TLS-certificaat van server valideren

Tijdens de TLS-handshake verzendt de server het openbare-sleutelcertificaat naar de client. Het JDBC-stuurprogramma of de client moet valideren dat het servercertificaat wordt uitgegeven door een certificeringsinstantie die de client vertrouwt. Het stuurprogramma vereist dat het servercertificaat aan de volgende voorwaarden voldoet:

  • Het certificaat is uitgegeven door een vertrouwde certificeringsinstantie.
  • Het certificaat moet worden uitgegeven voor serververificatie.
  • Het certificaat is niet verlopen.
  • De algemene naam (CN) in het onderwerp of een DNS-naam in de alternatieve onderwerpnaam (SAN) van het certificaat komt exact overeen met de servernaamwaarde die is opgegeven in de verbindingsreeks of, indien opgegeven, de eigenschapswaarde hostNameInCertificate .
  • Een DNS-naam kan jokertekens bevatten. Eerdere versie 7.2 biedt het Microsoft JDBC-stuurprogramma voor SQL Server geen ondersteuning voor jokertekenkoppeling. Dat wil gezegd, abc.com komt niet overeen met *.com, maar *.com komt overeen met *.com. Met versie 7.2 en hoger wordt het standaardcertificaat voor jokertekens ondersteund.

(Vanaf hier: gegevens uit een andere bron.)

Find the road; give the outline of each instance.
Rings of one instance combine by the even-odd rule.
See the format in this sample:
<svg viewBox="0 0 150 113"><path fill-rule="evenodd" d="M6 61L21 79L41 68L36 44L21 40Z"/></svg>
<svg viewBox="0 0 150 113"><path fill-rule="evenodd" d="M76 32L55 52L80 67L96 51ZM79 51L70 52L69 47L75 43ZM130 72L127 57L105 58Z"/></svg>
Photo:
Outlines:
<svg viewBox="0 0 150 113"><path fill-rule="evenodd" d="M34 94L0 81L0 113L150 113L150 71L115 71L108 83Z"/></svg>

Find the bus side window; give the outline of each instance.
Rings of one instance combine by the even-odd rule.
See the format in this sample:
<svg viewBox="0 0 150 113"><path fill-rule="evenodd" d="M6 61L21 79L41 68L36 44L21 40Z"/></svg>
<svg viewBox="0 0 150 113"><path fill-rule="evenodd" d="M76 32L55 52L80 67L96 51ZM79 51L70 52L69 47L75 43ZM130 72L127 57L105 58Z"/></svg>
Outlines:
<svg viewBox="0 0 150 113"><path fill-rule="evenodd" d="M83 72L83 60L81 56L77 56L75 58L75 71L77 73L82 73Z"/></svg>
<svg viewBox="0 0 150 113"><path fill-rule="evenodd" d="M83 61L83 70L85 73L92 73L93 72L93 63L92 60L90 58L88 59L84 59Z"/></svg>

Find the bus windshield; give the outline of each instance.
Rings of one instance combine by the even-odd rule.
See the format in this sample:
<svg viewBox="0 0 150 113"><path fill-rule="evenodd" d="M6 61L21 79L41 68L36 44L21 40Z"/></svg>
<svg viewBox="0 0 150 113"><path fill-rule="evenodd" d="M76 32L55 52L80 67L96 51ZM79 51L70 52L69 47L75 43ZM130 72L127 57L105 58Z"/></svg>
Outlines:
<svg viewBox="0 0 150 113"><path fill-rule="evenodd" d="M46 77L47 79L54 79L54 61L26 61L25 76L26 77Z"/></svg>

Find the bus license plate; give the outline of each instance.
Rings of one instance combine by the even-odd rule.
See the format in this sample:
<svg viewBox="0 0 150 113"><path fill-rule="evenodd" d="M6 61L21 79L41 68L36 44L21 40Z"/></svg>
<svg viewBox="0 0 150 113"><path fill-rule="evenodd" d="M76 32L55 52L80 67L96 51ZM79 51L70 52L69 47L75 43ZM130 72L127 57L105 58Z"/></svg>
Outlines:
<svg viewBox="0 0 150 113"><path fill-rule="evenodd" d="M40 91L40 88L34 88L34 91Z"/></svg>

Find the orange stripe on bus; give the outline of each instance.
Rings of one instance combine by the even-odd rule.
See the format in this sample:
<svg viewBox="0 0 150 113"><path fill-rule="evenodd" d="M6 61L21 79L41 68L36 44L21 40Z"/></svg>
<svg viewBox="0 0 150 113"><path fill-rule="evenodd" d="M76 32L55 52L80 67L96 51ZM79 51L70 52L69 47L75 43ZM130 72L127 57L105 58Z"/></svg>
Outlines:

Voor het gebruik van TDS 8.0 met strict versleuteling biedt de eigenschapswaarde serverCertificate het pad naar een servercertificaat dat moet worden gebruikt voor servercertificaatvalidatie. Dit bestand moet de PEM-bestandsindeling gebruiken. Het certificaat dat van de server is ontvangen, moet exact overeenkomen met dit certificaat.